3. Newton i prawo ciążenia

Galileusz zmarł w 1642 roku. Zbiegiem okoliczności w tym samym roku urodził się inny geniusz naukowy, w Anglii. Był to Izaak Newton, którego prace teoretyczne i praktyczne przekształciły nauki przyrodnicze i matematykę. Jest on szczególnie wspominany za swoje odkrycie praw ciążenia, w opowieści, która nie wiadomo, czy jest prawdziwa.
Opowieść głosi, że pewnego dnia siedział on pod jabłonią, kiedy jabłko spadło na ziemię u jego stóp. Skłoniło go to do rozmyślań, czy siła, która ściągnęła jabłko na ziemię - to znaczy ciążenie - to ta sama siła, która utrzymuje Księżyc w nieustannym ruchu wokół Ziemi. Uznał, że tak.

Księżyc porusza się w przestrzeni kosmicznej.
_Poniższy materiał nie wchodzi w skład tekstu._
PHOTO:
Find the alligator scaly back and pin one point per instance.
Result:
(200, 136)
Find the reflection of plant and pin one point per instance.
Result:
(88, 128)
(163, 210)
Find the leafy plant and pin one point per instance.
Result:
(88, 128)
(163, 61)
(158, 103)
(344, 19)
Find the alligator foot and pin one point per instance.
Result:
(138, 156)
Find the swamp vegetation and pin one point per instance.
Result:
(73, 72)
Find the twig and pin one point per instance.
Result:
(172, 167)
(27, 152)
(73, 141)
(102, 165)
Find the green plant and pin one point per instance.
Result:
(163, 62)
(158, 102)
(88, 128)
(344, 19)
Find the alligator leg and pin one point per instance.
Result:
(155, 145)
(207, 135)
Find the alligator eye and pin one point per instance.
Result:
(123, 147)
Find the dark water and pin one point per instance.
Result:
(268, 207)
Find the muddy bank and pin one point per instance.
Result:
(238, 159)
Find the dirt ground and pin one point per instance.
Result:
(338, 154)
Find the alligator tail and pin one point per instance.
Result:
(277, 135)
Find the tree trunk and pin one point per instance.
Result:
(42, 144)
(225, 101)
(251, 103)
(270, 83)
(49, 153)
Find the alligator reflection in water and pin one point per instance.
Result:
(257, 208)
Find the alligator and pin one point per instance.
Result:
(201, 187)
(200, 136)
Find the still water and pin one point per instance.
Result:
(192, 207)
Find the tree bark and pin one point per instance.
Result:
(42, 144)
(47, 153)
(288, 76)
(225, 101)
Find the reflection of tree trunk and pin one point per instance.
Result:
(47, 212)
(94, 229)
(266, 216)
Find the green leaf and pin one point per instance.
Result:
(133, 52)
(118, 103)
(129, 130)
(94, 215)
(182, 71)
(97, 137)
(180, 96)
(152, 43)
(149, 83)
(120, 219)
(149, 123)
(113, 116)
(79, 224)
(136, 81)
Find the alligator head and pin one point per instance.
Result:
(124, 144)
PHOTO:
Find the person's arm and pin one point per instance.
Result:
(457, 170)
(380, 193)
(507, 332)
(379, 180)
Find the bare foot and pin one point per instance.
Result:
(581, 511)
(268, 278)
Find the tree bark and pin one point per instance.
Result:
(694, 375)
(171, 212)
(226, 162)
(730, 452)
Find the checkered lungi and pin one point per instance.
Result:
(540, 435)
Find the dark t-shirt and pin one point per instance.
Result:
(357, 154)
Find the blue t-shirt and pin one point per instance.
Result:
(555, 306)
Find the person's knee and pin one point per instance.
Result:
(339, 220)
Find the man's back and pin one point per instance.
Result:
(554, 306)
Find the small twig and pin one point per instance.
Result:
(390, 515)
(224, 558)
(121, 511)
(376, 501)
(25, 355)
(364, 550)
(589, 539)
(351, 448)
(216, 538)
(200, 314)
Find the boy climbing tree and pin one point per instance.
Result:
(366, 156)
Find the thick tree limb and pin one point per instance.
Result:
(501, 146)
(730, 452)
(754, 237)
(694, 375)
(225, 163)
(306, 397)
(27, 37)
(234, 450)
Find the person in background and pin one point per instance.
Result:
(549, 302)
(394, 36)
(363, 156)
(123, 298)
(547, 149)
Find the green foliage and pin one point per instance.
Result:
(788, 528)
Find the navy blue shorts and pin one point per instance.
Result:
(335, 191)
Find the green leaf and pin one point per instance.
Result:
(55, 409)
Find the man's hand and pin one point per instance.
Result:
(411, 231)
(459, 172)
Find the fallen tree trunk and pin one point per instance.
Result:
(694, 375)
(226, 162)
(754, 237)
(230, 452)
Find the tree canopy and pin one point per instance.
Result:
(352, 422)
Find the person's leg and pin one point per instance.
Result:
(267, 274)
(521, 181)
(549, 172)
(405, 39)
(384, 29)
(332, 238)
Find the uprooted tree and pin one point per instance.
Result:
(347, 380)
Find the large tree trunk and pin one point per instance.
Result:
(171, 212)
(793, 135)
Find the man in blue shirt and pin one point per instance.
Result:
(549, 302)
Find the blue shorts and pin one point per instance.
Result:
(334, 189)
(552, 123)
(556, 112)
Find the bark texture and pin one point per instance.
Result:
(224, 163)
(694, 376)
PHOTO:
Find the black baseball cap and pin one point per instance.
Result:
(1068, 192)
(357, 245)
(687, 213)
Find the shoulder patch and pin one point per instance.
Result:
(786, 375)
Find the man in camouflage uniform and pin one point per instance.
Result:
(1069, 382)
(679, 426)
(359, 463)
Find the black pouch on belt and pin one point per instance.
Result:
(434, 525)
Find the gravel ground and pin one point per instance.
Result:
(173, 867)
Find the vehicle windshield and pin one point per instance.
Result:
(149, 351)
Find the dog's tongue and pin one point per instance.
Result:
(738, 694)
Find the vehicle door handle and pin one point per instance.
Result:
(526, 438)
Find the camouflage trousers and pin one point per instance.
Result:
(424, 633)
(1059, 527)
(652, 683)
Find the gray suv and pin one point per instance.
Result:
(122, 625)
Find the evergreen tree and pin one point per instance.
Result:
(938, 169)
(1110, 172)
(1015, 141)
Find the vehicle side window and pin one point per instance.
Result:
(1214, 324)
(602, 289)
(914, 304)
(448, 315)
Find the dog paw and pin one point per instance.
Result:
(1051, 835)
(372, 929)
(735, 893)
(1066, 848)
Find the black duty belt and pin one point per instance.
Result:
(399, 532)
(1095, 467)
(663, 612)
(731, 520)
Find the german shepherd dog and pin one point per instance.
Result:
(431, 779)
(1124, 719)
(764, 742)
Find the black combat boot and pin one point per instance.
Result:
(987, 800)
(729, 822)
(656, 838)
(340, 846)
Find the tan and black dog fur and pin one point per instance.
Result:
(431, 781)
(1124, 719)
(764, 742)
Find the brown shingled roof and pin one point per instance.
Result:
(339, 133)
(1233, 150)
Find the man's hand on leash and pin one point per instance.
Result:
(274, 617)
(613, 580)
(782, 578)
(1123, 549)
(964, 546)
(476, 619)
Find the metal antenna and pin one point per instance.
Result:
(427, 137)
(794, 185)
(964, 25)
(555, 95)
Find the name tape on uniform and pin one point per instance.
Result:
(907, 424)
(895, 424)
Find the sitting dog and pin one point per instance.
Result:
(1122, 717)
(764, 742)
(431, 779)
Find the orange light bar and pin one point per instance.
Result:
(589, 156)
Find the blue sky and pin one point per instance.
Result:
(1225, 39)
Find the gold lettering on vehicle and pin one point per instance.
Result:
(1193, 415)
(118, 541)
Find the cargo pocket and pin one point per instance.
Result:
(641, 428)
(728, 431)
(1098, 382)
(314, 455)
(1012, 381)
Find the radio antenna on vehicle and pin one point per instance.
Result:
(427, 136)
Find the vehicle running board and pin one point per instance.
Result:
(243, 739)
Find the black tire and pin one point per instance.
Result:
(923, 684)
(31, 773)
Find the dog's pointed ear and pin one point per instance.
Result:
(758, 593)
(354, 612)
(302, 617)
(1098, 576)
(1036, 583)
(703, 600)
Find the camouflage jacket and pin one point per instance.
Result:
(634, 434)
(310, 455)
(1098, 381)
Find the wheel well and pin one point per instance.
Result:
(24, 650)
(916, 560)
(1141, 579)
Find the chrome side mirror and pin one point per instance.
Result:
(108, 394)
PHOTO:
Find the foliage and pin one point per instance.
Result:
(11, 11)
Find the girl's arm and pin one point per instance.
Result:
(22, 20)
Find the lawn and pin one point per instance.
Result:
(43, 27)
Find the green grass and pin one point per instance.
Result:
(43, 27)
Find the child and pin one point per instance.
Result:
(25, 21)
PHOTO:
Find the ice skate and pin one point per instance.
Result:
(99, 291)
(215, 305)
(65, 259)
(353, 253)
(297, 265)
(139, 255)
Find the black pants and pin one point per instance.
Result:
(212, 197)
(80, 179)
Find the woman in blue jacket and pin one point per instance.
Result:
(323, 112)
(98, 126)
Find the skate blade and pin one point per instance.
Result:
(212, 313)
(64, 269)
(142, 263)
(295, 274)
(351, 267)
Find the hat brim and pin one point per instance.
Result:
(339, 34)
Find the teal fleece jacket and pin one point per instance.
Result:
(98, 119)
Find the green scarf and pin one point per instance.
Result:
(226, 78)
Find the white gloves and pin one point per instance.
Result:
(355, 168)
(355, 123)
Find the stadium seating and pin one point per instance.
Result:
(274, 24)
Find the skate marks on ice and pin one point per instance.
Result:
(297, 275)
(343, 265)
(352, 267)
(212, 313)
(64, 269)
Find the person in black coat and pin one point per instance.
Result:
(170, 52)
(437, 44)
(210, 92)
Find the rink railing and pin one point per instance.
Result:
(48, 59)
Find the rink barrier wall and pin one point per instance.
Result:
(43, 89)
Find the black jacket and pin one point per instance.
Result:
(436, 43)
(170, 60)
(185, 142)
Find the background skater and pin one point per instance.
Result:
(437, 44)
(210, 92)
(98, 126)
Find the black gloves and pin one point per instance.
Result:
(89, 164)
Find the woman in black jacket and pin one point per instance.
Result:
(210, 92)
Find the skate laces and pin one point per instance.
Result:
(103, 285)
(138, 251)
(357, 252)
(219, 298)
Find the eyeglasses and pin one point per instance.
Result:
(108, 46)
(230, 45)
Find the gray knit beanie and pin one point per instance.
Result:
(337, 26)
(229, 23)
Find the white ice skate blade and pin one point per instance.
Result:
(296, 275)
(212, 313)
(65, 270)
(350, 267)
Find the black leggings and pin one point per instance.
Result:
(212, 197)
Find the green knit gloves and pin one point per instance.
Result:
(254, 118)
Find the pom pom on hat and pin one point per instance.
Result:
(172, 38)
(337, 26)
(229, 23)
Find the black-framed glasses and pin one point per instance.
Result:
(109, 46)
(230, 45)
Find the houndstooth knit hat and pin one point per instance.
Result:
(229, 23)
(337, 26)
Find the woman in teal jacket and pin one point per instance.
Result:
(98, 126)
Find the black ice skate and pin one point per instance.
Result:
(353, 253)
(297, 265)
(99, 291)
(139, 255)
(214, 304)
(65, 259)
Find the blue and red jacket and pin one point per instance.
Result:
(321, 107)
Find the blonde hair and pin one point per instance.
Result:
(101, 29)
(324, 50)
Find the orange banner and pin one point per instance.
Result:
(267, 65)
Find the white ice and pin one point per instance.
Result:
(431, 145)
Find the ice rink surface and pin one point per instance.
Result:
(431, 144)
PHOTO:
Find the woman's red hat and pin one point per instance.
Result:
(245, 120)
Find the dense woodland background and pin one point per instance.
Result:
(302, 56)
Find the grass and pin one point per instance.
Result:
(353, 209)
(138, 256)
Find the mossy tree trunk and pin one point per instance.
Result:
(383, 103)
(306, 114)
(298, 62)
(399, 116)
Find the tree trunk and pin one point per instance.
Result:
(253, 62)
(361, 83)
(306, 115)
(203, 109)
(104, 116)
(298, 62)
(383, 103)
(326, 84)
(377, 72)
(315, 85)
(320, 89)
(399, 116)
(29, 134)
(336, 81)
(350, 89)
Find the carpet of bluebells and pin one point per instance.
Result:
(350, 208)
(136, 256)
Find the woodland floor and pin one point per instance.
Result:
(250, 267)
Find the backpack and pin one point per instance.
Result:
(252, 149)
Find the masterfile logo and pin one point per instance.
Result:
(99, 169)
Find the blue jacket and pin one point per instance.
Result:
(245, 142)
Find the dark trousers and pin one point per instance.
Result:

Gdyby nie działały na niego żadne siły, poruszałby się po linii prostej. Ale w rzeczywistości krąży on wokół Ziemi. Musi więc być jakaś siła związana z Ziemią, która przyciąga Księżyc i każe mu poruszać się po kole, po orbicie wokoło Ziemi. Tą siłą musi być ciążenie Ziemi.
Możecie zobaczyć, jak ciążenie działa na Księżyc, kręcąc nad głową kamieniem przywiązanym do kawałka sznurka. Upewnijcie się, że wokoło jest dużo miejsca i nikogo nie ma w pobliżu! Kamień krąży po kole, ponieważ ciągniecie za sznurek. Jeśli wypuścicie sznurek, kamień pomknie po linii prostej. I tak samo jest z Księżycem. Ciążenie (ciągnięcie ku środkowi) utrzymuje Księżyc (kamień) w ruchu po kole. Gdyby ciążenie nagle ustało, Księżyc odleciałby w przestrzeń kosmiczną po linii prostej.
Newton zdawał sobie sprawę, że siłę ciążenia ma nie tylko Ziemia, lecz każde ciało we wszechświecie. Ciążenie Słońca utrzymuje planety na ich orbitach w układzie słonecznym. Ciążenie wiąże gwiazdy w wielkie grupy gwiazd, czyli galaktyki, a galaktyki w skupiska galaktyk. Ciążenie trzyma razem cały wszechświat.
Newton ujął swoje myśli o ciążeniu w swoim prawie powszechnego ciążenia: Każdy kawałek materii we wszechświecie przyciąga każdy inny kawałek materii z siłą, która zależy od ich mas i odwrotnie zależy od kwadratu odległości pomiędzy nimi.
Wyrażając to matematycznie: siła ciążenia (F) pomiędzy dwoma ciałami o masach m1 i m2 i odległości d pomiędzy nimi jest proporcjonalna do iloczynu ich dwóch mas (m1 m2) oraz 1 podzielone przez d do kwadratu.
Wynika z tego, że jeśli powiększycie jedną z mas dwukrotnie, podwoicie siłę ciążenia. Ale jeśli powiększycie dwukrotnie odległość pomiędzy nimi, zmniejszycie siłę czterokrotnie (jeden podzielone przez dwa do kwadratu).

4. Masa i ciężar

Na Ziemi siła ciążenia występuje pomiędzy każdym przedmiotem na powierzchni Ziemi a samą Ziemią. Działa ona ciągnąc przedmiot w dół ku powierzchni. Jest to siła, którą nazywamy ciężarem.
Z podanego przez Newtona prawa ciążenia widzimy, że ta siła jest proporcjonalna do masy przedmiotu. Im większa jest masa przedmiotu, tym bardziej Ziemia go przyciąga i tym większy jest jego ciężar.
Określenia „masa” i „ciężar” są często mylone. Ale jak widzicie, różnią się one od siebie. „Masa” jest ilością materii w przedmiocie. Nigdy się ona nie zmienia. „Ciężar” jest siłą działającą na przedmiot z powodu ciążenia. Zmienia się ona, kiedy zmienia się ciążenie.
Siła ciążenia, która przyciąga przedmiot do Ziemi, zależy oczywiście nie tylko od masy przedmiotu, lecz także od masy Ziemi, która go przyciąga. Możemy więc ogólnie powiedzieć, że dla danego przedmiotu siła ciążenia, jakiej on podlega, zależy od masy ciała przyciągającego.
Na przykład Księżyc jest dużo mniejszy i ma dużo mniejszą masę niż Ziemia. A więc jego ciążenie jest dużo słabsze - tylko około jednej szóstej ciążenia Ziemi. Znaczy to, że na Księżycu przedmioty ważą tylko jedną szóstą tego, co ważą na Ziemi.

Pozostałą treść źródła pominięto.